I've been reading through some old entries in diaryland. This time, not mine. This time, I'm trying to experience the perspective of others during the high school years. Unfortunately, there are only a few diaries that are still active. The two I flipped through most were Nelapsi's and Miyagi's, or Jessica's and Jennifer's respectively.

It was a major mindblow to read back in the days when Jessica and I were dating. It's like finding a photograph of an event that you don't remember taking place, but it's still you in that picture. When was it? What were we doing? It was my first real relationshipship, and like most previous relationships is remembered with some disdain. Why do we do that? Why do some of us hold contempt for previous periods in our lives? I remember holding my later teens with such bitterness that I would seeth at the very thought of drama, girlfriends, or Finney. When in truth, it was life. It was experience. I guess this revelation is customary to growing up, and I suppose someone should be telling me the proverbial "No fucking shit".

Of course, as a different person, I wonder what things I should have done different. It's like a belated guilt that I've come to feel because of a stronger sense of common sense. Maybe I should have handled our breakup with less brusqueness. Maybe we shouldn't have had so much post-relationship nookie, confusing our friendship with old emotions. By the way, if you still read... I didn't stop coming around because we stopped having sex. I felt things were getting too emotionally involved, and I ran away. Mature, I know. I guess we never really fully grow up. But still, there's a lot of appreciation felt for all that went on at CHS. Jessica was really one of the few "women" I was with, as opposed to girls. She's was mature, even when she was young.

Reading back on Jennifer's entries made me remember a friendship that I had forgotten. But also, events that I had not thought about since drama class. For instance, do you remember the web? The web was one of the symbols of that class, along with the karate headbands given to us for competition. The thespian sweaters, that Oz head, the sex chair, etc. etc. There's that fucking photograph again. What are all these things from my past? I can't remember them, what did they mean to me?

Remember when Richard did his Fred Phelps speech and condemned the class for it's homoerotic acts? Looking back on how mad I was, I couldn't find that scenario more hilarious. Being chastised for all the dry humping? That's all natural humor. Whatever happened to that guy anyway?

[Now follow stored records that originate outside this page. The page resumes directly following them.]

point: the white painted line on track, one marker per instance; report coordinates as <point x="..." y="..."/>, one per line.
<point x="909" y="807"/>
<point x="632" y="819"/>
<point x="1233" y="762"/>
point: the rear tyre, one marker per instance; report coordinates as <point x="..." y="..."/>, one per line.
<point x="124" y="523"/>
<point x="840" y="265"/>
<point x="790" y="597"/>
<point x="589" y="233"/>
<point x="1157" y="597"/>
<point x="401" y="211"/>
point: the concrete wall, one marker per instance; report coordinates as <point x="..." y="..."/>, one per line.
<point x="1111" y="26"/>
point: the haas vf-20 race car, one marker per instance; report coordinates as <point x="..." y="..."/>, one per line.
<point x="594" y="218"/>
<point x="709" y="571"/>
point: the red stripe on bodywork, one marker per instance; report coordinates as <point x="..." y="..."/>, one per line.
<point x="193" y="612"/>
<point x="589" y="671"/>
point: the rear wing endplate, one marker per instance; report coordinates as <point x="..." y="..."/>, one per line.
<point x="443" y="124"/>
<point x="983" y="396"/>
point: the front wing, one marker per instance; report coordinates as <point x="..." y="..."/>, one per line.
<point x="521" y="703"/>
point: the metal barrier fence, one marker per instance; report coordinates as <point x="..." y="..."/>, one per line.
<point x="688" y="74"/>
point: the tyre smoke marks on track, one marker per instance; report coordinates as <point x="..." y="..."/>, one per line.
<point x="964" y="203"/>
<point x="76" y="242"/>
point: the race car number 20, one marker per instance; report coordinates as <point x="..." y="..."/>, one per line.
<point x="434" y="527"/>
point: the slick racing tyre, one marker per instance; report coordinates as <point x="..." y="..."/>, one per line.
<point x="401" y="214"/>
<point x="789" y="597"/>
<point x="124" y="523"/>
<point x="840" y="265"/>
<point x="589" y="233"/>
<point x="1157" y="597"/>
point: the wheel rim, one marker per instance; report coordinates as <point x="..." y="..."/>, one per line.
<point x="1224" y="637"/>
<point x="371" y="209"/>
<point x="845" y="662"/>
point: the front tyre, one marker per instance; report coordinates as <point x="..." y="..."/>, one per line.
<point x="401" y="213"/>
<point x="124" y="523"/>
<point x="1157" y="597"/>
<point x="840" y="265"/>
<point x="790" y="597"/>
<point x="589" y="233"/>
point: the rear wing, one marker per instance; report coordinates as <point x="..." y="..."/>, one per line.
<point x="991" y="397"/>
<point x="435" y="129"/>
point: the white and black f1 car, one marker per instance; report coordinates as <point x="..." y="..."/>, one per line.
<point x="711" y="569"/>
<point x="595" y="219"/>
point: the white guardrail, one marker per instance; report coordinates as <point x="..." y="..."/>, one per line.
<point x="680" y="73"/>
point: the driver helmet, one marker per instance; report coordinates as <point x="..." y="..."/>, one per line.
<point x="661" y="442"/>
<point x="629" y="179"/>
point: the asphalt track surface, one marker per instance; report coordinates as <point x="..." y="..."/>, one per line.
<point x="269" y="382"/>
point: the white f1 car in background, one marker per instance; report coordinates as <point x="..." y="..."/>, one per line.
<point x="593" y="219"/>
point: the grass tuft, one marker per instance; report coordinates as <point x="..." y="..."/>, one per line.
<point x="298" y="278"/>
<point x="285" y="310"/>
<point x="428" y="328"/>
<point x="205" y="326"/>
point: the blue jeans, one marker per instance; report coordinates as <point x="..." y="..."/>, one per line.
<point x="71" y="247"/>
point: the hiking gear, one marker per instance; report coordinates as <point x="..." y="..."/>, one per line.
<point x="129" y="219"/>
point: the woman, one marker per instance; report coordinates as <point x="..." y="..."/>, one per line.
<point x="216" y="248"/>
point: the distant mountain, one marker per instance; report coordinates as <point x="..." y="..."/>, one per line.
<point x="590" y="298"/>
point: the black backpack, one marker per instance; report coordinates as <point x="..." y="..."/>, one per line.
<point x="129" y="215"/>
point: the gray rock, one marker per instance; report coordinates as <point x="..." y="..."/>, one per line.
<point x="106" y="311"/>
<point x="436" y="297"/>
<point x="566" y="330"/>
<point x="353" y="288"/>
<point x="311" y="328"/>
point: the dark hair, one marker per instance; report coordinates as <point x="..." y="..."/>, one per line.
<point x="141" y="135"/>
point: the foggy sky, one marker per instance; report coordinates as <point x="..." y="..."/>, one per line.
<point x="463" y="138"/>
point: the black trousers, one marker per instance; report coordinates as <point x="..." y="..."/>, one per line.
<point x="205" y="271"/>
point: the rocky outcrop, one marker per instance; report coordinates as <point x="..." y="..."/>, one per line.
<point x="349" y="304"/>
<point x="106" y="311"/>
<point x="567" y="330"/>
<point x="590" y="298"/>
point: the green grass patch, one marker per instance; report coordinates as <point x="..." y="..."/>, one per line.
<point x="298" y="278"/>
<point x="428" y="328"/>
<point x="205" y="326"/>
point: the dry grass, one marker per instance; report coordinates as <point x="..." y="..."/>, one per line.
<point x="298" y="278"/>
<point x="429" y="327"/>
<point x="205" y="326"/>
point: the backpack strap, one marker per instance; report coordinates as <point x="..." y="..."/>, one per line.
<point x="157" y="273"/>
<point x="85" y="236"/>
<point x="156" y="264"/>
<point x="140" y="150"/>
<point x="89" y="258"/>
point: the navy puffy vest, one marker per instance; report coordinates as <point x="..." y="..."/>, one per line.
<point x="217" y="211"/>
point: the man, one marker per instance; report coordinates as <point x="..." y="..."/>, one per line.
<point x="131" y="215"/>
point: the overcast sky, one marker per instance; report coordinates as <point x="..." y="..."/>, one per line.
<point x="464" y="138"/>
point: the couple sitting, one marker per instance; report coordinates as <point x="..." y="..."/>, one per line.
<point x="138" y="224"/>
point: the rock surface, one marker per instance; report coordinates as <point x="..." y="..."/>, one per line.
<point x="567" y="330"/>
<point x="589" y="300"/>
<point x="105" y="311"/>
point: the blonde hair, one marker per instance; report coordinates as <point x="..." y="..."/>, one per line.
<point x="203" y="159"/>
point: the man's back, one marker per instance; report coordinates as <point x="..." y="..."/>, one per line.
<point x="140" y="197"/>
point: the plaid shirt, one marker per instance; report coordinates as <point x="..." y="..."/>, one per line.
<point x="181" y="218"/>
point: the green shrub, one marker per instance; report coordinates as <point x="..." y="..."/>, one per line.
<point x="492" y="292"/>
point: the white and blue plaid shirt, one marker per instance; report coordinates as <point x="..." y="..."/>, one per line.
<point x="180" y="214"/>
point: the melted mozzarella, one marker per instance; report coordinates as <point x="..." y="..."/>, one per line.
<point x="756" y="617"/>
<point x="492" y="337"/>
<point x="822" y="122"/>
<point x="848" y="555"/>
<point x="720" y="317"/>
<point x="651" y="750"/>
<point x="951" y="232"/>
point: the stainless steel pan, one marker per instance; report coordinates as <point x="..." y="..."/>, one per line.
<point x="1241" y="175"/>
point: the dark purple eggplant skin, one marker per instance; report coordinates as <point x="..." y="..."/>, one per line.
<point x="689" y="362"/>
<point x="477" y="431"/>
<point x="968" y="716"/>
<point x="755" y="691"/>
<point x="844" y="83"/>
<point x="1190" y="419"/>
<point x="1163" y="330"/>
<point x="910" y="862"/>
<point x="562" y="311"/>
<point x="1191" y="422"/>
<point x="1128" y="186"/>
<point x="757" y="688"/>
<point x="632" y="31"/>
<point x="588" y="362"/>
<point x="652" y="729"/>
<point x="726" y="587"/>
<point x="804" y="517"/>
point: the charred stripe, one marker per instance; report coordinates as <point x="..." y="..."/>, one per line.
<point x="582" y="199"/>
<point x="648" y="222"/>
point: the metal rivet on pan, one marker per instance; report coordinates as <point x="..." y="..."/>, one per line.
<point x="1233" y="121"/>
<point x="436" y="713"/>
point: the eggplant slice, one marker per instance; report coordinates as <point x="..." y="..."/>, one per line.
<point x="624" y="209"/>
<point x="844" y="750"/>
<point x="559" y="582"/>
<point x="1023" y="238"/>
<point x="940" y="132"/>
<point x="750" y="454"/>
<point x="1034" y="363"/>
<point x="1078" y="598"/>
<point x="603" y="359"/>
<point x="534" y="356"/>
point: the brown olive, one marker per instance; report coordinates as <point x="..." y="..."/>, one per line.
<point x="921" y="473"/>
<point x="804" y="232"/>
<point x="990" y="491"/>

I remember not wanting any part in the spring play, Harvey. But when Tristan dropped out, I took the part. A decision that was probably out of a holier-than-thou/it's-up-to-me-to-save-the-play mindset. But fuck, talk about one of the best experiences acting. Jake and I breaking and laughing during one particular rehersal was probably one of the best moments that year. And to this day, I love the layout we had for the stage after we saw that performance of Ten Little Indians.

And how the fuck did Jennifer not get fired? I remember protesting Tim Rosandik's efforts to get rid of her, and calling all the news stations to try and reprieve the punishment. But, looking back that class wasn't really the most ethical education. Her students were dry fucking each other, for Christ's sake. We skipped class, we hung around the teacher's house. I'm surprised Drama wasn't shut down and written out of the curriculum.

I think about all these little episodes in what would be my character defining periods in my life, and it makes me want to be more autobiographical with this diary. I want to retell experiences, emotions, encounters, and lessons learned.

Perhaps I'll do that, who knows.

I did a quick edit of my Comfortably Numb script. I remembered why it was I wrote it and fell in love with it's purpose all over again. I printed out and probably won't touch it for a while. My next move is to write a full length horror script. It'll be basically what I want to see in a horror movie. None of this PG-13 bullshit, and ignoring/honoring certain stereotypes. I think it'll work.

Ponder this, if there were three experiences in life you could relive, what would they be?